Global equity markets staged one of their sharpest relief rallies of the year on Monday after the United States and Iran announced a tentative framework to end their six-month war, sending Brent crude sliding below $78 a barrel and pulling the Nasdaq up more than 2 percent in early European trading. The S&P 500 followed, with futures pointing to a 1.4 percent gain at the Wall Street open, while the Stoxx Europe 600 added 1.1 percent as energy and defense stocks gave back some of the premiums built up since the Strait of Hormuz was first threatened in January.
The framework, confirmed by both capitals shortly after midnight GMT, would see Iran cap its nuclear enrichment program, hand over more than 60 percent of its enriched uranium stockpile, and accept intrusive inspections in exchange for broad sanctions relief and the unfreezing of roughly $30 billion in central bank assets. Critically for traders, the deal also reopens the Strait of Hormuz to commercial shipping under international naval escort, removing what had been a roughly $14 a barrel geopolitical risk premium that has been baked into the price of oil for the better part of five months.
Brent fell as much as 7.8 percent to $77.40 a barrel in early London trading, its lowest level since November, before stabilizing near $78.50. West Texas Intermediate slid a similar amount, slipping under $74. The move is the most violent single-session drop in oil since the early days of the pandemic and reverses, in a single day, roughly a third of the gains the energy complex has accumulated since the conflict began.
Equity traders moved quickly to reposition. Airline and cruise stocks, hammered for months by fuel costs, surged: the NYSE Arca Airline Index jumped 6.4 percent in premarket trading, with American Airlines, Delta, and Carnival each gaining more than 5 percent. Container shipping groups Maersk and Hapag-Lloyd rallied on the prospect of normalized Hormuz traffic. On the other side of the ledger, energy majors including ExxonMobil and Chevron lost more than 3 percent, and oilfield services names such as Halliburton and Schlumberger slid harder as the squeeze on upstream profitability eased.
Bond markets signaled a quieter but equally significant shift. The yield on the 10-year US Treasury note dipped three basis points to 4.21 percent as investors marked down the odds of an energy-driven inflation pulse and pushed out the expected timing of any further Federal Reserve tightening. Futures contracts now imply a 78 percent probability that the Fed holds rates at its July meeting, up from 64 percent on Friday, with traders pricing in a first cut in December rather than September.

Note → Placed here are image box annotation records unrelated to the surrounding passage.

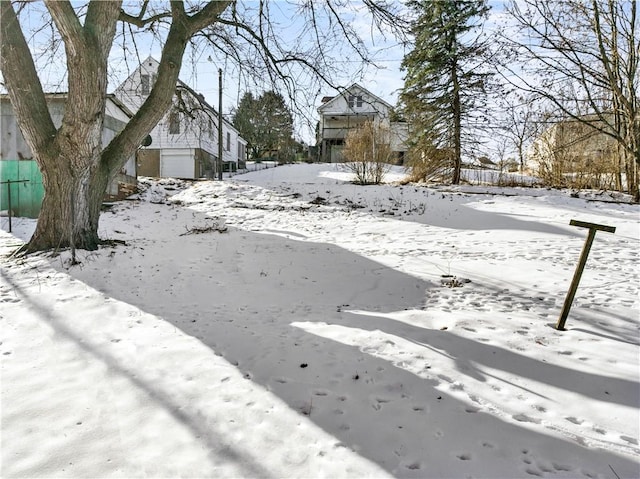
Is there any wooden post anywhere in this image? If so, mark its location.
[6,180,11,233]
[218,68,224,181]
[556,220,616,331]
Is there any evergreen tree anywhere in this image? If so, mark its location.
[233,91,293,159]
[400,0,489,184]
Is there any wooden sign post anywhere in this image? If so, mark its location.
[556,220,616,331]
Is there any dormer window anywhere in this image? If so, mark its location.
[140,75,150,95]
[169,111,180,135]
[348,95,362,108]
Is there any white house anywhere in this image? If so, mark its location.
[0,93,137,217]
[317,84,409,164]
[114,57,247,179]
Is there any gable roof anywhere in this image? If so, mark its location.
[318,83,393,111]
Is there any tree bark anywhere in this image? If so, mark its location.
[0,0,231,252]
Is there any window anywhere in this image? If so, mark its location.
[349,95,362,108]
[169,111,180,135]
[238,142,247,161]
[140,75,149,95]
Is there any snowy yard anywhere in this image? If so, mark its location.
[0,165,640,479]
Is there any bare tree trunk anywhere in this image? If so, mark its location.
[25,151,109,252]
[451,65,462,185]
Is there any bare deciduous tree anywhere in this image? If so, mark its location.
[502,0,640,199]
[0,0,402,252]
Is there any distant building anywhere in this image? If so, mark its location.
[114,57,247,179]
[526,120,620,188]
[317,84,409,164]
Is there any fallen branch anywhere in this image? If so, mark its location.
[179,223,227,236]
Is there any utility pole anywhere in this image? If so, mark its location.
[218,68,222,180]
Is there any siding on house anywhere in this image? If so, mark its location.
[317,84,409,163]
[114,57,247,179]
[0,93,136,218]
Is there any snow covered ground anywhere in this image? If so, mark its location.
[0,165,640,478]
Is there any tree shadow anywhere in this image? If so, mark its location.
[0,269,270,477]
[48,201,637,477]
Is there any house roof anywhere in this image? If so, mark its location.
[128,56,244,135]
[318,83,393,111]
[0,91,133,118]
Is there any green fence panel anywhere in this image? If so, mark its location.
[0,160,44,218]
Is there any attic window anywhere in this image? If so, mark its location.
[169,111,180,135]
[349,95,362,108]
[140,75,149,95]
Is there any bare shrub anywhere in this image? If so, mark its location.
[342,121,393,185]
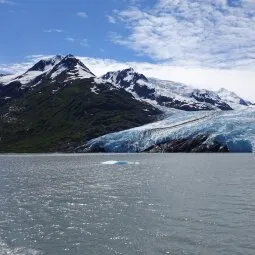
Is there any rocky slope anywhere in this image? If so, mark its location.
[0,55,161,152]
[0,55,255,152]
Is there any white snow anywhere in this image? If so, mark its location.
[87,107,255,152]
[50,66,67,79]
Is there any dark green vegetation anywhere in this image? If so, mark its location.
[0,78,161,152]
[145,135,229,153]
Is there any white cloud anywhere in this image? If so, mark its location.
[111,0,255,68]
[44,29,64,33]
[80,39,89,48]
[0,55,255,101]
[106,15,116,24]
[0,0,15,5]
[77,12,88,19]
[65,37,75,42]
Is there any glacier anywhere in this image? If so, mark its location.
[83,106,255,152]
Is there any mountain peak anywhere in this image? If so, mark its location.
[102,67,148,87]
[49,54,95,81]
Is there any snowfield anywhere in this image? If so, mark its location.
[86,107,255,152]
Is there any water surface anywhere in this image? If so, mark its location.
[0,154,255,255]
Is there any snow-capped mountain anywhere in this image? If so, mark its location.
[101,68,232,111]
[0,55,255,152]
[0,55,95,103]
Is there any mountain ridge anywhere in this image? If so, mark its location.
[0,54,253,152]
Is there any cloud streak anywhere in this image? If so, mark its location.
[111,0,255,68]
[0,55,255,101]
[76,12,88,19]
[44,29,64,33]
[0,0,15,5]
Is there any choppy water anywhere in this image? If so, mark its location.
[0,154,255,255]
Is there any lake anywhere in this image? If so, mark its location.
[0,154,255,255]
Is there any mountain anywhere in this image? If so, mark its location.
[0,55,255,152]
[0,55,162,152]
[101,68,232,111]
[80,107,255,153]
[217,88,252,107]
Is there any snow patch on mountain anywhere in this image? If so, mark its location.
[85,107,255,152]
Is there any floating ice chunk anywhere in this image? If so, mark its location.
[101,160,139,165]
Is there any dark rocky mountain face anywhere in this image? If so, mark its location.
[0,55,251,152]
[0,57,161,152]
[102,68,232,111]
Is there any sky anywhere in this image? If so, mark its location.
[0,0,255,100]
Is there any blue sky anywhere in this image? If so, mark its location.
[0,0,255,99]
[0,0,151,63]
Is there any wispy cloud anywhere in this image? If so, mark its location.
[106,15,116,24]
[0,0,16,5]
[44,29,64,33]
[76,12,88,19]
[0,55,255,101]
[65,37,75,42]
[80,39,90,48]
[111,0,255,68]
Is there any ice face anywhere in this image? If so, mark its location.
[84,107,255,152]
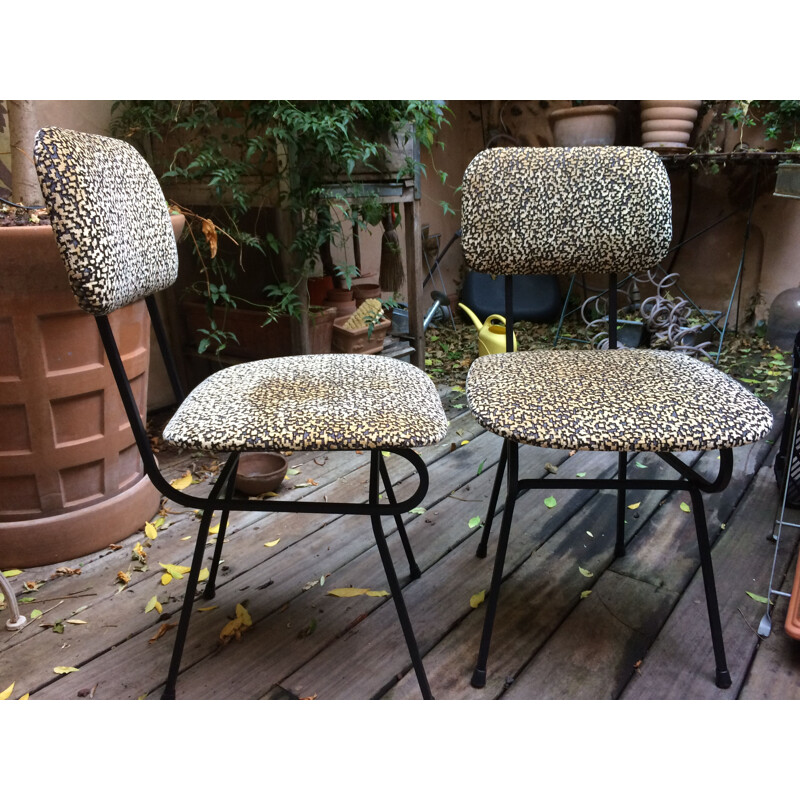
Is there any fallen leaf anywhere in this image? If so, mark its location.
[469,589,486,608]
[170,470,192,491]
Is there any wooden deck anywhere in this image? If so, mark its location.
[0,388,800,700]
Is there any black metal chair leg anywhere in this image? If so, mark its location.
[377,451,422,581]
[689,485,732,689]
[161,508,213,700]
[472,442,519,689]
[369,450,433,700]
[614,451,628,558]
[203,453,239,600]
[475,442,508,558]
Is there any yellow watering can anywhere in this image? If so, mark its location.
[458,303,517,356]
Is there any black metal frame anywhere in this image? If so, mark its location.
[472,273,733,689]
[95,296,433,700]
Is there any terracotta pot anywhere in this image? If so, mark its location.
[333,316,392,354]
[322,288,357,317]
[640,100,701,150]
[353,283,381,308]
[0,217,184,569]
[548,105,619,147]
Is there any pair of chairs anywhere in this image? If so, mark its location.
[34,128,771,699]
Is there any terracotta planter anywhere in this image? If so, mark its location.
[640,100,701,150]
[333,317,392,354]
[0,222,177,569]
[548,105,619,147]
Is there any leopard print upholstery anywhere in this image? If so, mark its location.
[467,350,772,452]
[163,354,447,451]
[33,127,178,315]
[461,147,672,275]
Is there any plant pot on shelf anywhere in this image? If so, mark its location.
[640,100,701,150]
[547,105,619,147]
[0,216,184,568]
[333,317,392,354]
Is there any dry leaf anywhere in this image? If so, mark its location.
[170,470,192,491]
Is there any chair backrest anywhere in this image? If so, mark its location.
[461,147,672,275]
[33,127,178,315]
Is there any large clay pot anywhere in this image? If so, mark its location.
[0,217,184,569]
[640,100,701,150]
[548,105,619,147]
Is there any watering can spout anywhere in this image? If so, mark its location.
[458,303,483,330]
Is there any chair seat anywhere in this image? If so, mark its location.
[467,350,772,452]
[163,354,447,451]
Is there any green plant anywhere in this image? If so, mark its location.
[722,100,800,152]
[112,100,452,352]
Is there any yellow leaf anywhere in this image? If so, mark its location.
[170,470,192,491]
[236,603,253,628]
[469,589,486,608]
[328,586,370,597]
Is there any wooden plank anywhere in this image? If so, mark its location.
[621,465,796,699]
[739,548,800,700]
[502,570,678,700]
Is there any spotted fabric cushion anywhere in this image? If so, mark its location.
[33,128,178,315]
[461,147,672,275]
[467,350,772,452]
[163,354,447,451]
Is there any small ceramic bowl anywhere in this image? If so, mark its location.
[236,453,289,496]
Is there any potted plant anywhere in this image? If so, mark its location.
[113,100,454,372]
[0,101,180,569]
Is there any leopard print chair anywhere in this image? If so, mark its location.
[462,147,772,688]
[34,127,447,699]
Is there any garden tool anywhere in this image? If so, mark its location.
[458,303,517,356]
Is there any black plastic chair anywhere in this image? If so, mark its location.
[34,128,447,699]
[462,147,772,688]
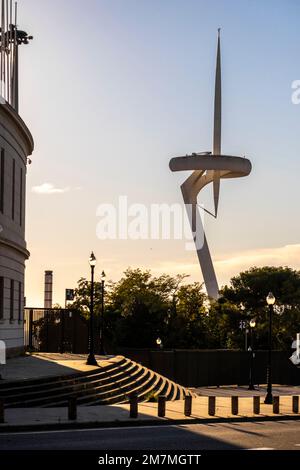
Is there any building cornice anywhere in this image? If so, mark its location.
[0,237,30,259]
[0,102,34,155]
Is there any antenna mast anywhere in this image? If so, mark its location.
[0,0,33,113]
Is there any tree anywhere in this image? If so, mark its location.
[222,266,300,349]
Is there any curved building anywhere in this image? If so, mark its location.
[0,1,34,357]
[0,104,34,357]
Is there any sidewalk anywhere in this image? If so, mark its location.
[0,396,300,432]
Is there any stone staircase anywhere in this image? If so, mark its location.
[0,356,191,408]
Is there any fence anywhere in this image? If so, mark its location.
[24,308,94,354]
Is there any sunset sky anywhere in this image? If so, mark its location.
[19,0,300,307]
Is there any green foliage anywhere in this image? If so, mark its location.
[72,267,300,349]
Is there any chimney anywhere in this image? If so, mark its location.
[44,271,53,308]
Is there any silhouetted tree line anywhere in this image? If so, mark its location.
[71,266,300,349]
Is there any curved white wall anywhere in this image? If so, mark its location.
[0,104,33,356]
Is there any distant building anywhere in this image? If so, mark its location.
[44,271,53,308]
[0,4,34,357]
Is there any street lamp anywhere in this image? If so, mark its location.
[100,271,106,356]
[86,252,98,366]
[248,318,256,390]
[265,292,276,405]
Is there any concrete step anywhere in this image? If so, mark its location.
[0,356,190,408]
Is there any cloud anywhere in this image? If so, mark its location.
[32,183,70,194]
[152,244,300,286]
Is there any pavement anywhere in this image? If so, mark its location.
[0,396,300,433]
[0,420,300,450]
[0,353,300,433]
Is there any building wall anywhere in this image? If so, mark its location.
[0,104,33,356]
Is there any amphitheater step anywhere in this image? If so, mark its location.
[0,356,191,408]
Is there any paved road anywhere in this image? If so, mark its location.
[0,420,300,451]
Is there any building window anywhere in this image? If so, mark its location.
[20,168,23,226]
[0,277,4,320]
[0,149,5,213]
[9,279,15,320]
[18,282,22,321]
[11,159,16,220]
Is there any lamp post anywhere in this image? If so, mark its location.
[100,271,106,356]
[265,292,276,405]
[248,319,256,390]
[86,252,98,366]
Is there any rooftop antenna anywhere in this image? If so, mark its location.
[0,0,33,113]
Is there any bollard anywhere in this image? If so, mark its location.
[68,398,77,421]
[158,395,166,418]
[184,395,192,416]
[0,400,5,424]
[293,395,299,413]
[208,397,216,416]
[231,397,239,415]
[273,397,279,415]
[253,397,260,415]
[129,394,138,418]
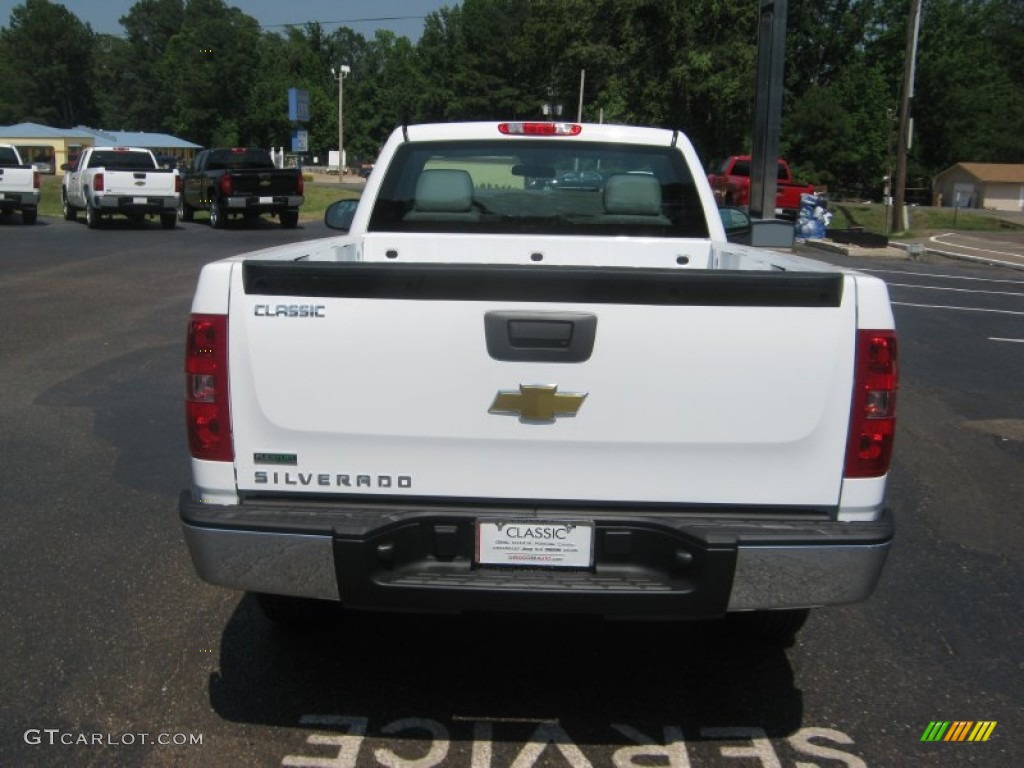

Relief is not the same as resolution
Investors were quick to caution that the framework is not yet a final agreement. Several core issues, including the precise sequencing of sanctions relief and the fate of Iran’s stockpile of advanced centrifuges, remain unresolved. A signing ceremony is being planned for Geneva later this month, but negotiators acknowledged that the final text could still take weeks to finalize and that either side could walk away from the table if domestic politics shift.
That uncertainty was visible in currency markets, where the US dollar held steady against the euro but slipped against emerging market currencies that have been pressured by the oil shock. The Indian rupee, Turkish lira, and South African rand each gained more than half a percent, reflecting both the immediate drop in import costs and the prospect of steadier capital flows.
Central banks reset their calendars
For central bankers, the deal does not change the underlying inflation problem already in the pipeline, but it does remove the tail risk that has been preventing them from moving in either direction. With oil now stabilizing in the high $70s, the European Central Bank and the Bank of England have a clearer path to continue holding rates steady while monitoring services inflation, while the Federal Reserve retains the optionality to begin cutting later this year if labor market data continue to soften.
Commodity analysts at several major banks moved quickly to revise their year-end forecasts, with Brent now expected to average $82 a barrel in the fourth quarter, down from a previous consensus of $94. That revision alone could shave roughly 0.3 percentage points off headline inflation in the United States and Europe by year-end, giving policymakers more room to focus on growth.